善行について主イエスは、「人前で善行をしないように」(1a)、「そうでないと、天におられるあなたがたの父から報いを受けられません。」(1b)と戒め、「施しをするとき、偽善者たちが人にほめてもらおうと会堂や通りでするように、自分の前でラッパを吹いてはいけません。」(2a)と誇張した語り口を用いて警告します。「彼らはすでに自分の報いを受けているのです。」(3)と警告が重ねられて。さらに「あなたが施しをするときは、右の手がしていることを左の手に知られないようにしなさい。」(3)と念押しがされています。ここで、よくある誤解は、人前で善行をすると人からの評価は得られる、でも匿名でした善行は人には知られないが、神から報われるというもの。私もなんとなくそんなふうに思っていました。しかしそれだと、たとえば何かの働きを支援したいと思うときに「さあ、みなさん、この働きを支えましょう。私も献げます。ごいっしょに!」というような呼びかけは神さまに喜ばれないのだ、ということになってしまいます。それはなんだか変ですね。

【解き放たれた私たち】

「偽善者たち」は実は気の毒な人びとです。人の評価を気にする生き方に縛り付けられているからです。彼らにも必要が満たされないでいる人びとへのあわれみがないわけではないでしょう。けれどもあわれみよりも、そんな自分を他の人がどう見ているか、ちゃんと自分の善行を見てくれているか、そしてあなたはすばらしい人だと言ってくれるかどうかが、大きくなって、気になってしようがないのです。先週の「牧羊者」(教団CS教案誌)はルカ21章の「レプタ2つ」のやもめのたとえ。信愛でも天授ヶ岡でもこの箇所からメッセージが語られたことと思います。レプタ銅貨二つは、神殿でのこれ以下は献げてはならないとされていた最低献金額、250円ほどに相当するといいます。

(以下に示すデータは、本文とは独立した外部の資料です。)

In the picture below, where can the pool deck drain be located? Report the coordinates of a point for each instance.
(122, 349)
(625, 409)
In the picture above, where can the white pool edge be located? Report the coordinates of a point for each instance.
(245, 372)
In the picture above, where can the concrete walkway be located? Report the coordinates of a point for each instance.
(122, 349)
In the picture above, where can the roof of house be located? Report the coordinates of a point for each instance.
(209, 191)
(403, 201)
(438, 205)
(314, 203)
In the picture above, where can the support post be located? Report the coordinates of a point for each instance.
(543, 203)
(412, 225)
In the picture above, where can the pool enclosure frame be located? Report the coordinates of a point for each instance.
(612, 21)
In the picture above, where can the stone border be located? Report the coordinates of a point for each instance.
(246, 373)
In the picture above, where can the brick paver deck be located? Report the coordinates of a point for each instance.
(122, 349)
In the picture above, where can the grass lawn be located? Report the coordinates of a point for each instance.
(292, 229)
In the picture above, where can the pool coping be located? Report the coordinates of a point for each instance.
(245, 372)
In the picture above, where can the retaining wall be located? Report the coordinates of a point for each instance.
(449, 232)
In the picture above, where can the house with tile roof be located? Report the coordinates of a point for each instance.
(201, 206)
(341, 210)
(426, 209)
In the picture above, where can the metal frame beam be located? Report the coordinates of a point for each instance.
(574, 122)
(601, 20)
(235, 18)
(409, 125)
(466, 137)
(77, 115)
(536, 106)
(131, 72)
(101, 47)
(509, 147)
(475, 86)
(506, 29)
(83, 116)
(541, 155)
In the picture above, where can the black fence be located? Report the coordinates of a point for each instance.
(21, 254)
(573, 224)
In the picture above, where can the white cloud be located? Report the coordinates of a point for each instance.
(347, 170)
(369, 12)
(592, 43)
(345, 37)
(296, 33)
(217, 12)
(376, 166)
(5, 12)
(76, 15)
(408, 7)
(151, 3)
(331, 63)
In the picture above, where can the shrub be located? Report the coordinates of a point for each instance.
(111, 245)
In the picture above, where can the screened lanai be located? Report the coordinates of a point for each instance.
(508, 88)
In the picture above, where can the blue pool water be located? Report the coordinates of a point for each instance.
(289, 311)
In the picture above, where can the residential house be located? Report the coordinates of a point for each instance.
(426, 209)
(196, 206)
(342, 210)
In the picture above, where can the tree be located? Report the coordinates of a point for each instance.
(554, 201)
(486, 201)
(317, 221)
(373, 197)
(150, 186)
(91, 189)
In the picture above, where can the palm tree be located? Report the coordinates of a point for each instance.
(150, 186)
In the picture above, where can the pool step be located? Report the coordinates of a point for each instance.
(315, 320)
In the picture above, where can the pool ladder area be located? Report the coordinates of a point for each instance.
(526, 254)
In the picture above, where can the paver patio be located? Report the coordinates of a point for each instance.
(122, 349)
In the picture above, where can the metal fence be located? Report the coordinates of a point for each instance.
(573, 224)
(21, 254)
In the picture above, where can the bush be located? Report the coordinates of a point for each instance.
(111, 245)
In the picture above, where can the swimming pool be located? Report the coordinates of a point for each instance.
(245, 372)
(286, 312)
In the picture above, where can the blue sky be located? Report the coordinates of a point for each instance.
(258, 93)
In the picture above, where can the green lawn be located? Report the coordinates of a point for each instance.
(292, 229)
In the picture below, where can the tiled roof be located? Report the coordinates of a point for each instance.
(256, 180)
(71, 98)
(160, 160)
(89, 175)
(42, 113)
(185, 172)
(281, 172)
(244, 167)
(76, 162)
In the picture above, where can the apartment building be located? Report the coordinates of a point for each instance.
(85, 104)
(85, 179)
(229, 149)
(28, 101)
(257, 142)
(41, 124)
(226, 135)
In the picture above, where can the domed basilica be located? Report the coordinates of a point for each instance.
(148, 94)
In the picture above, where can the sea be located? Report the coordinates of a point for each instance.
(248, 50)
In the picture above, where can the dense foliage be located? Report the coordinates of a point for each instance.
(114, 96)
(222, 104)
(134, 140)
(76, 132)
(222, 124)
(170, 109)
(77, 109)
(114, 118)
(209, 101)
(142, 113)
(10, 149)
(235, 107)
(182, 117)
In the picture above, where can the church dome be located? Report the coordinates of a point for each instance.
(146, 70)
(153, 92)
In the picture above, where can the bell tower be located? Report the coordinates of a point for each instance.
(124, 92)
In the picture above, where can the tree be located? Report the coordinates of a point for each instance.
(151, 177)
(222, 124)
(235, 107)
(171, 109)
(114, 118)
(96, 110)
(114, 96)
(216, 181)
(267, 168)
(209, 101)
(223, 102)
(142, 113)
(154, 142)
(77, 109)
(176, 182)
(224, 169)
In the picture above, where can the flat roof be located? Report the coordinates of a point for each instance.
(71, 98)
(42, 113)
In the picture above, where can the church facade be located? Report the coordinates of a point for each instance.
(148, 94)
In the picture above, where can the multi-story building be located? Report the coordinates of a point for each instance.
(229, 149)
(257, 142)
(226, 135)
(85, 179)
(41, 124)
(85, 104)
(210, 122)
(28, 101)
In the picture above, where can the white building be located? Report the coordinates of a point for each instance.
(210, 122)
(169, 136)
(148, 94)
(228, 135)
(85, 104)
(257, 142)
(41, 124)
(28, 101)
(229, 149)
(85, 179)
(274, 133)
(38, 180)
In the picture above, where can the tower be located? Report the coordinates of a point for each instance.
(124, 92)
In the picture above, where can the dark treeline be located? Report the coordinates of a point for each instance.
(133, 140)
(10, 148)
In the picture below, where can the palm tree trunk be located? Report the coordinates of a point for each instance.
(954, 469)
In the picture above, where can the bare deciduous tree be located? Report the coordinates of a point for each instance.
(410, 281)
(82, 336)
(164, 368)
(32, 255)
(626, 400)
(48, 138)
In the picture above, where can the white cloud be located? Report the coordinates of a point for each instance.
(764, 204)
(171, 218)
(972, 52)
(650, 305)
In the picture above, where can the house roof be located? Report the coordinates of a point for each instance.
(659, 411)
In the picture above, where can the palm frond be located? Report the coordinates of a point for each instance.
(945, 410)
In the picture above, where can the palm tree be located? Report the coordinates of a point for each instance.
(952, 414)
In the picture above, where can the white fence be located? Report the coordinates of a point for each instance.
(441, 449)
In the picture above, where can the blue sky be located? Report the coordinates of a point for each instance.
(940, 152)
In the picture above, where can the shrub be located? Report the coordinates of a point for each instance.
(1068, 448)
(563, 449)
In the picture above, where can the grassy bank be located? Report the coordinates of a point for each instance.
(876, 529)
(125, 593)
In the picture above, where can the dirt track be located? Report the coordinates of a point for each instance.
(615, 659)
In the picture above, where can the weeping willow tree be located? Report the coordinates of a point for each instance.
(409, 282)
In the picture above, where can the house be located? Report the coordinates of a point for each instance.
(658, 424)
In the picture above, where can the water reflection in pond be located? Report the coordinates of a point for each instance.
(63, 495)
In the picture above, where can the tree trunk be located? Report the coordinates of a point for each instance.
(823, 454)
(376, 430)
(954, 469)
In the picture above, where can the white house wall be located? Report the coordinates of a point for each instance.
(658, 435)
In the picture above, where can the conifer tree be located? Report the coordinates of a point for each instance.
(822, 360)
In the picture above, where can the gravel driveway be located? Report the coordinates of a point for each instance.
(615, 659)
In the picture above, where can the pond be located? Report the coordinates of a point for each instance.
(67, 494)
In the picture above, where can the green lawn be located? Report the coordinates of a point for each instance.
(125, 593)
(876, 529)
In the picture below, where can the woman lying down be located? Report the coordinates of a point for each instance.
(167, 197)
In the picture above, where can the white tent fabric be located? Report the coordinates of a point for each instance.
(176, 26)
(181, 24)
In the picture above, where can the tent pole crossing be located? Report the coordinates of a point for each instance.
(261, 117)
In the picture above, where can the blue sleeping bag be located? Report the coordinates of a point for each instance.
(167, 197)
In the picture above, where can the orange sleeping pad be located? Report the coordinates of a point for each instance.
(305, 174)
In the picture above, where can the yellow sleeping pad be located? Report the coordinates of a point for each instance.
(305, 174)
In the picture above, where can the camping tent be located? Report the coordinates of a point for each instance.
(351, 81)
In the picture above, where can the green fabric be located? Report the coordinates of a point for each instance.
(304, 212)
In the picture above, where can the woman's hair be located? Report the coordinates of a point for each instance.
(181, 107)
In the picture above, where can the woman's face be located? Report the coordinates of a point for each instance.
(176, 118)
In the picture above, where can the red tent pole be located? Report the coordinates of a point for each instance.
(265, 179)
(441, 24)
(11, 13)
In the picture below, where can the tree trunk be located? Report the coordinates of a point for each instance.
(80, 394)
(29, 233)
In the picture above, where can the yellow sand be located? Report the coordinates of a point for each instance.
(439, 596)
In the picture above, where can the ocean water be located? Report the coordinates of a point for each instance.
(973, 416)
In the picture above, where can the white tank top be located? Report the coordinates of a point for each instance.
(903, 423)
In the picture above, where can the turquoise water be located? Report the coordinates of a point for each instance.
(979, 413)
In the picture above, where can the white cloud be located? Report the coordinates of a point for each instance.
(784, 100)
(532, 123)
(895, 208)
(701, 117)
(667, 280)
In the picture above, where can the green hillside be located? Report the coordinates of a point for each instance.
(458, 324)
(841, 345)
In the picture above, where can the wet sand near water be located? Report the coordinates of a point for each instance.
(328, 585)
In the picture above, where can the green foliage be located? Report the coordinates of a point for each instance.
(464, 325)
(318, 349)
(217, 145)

けれども、主イエスは、このやもめの心を、神さまは喜んだのだと教えます。このやもめの喜びにご自分の心を重ねるようにして。注意すべきはやもめは毎日生活費を献げていたのではないことです。それでは生きていけませんから。しかしその日、やもめから神への喜びがあふれました。明日はどうあれ、今、その喜びを注ぎ出さないではいられなくなりました。生活の不安もあったでしょうが、それも神さまの御手に投げ込んでしまいました。こんな少しの献金で恥ずかしいという思いからも解き放たれて。神さまはその解放の瞬間を喜ばれました。そしてなおなお愛を注ぎ込んでくださったにちがいありません。

【私たちの喜び】

ですから「そうすれば、隠れたところで見ておられるあなたの父が、あなたに報いてくださいます。」(4b)は、将来のことではなく、今すでに始まっている喜び。主イエスが与えてくださった新しい生き方が、神と人へほとばしる生き方の喜びのことです。そんな私たちは、人が見ていようが見ていまいが、そこから解き放たれています。変えられ、神さまとシンクロ(同期)する心で施すのです。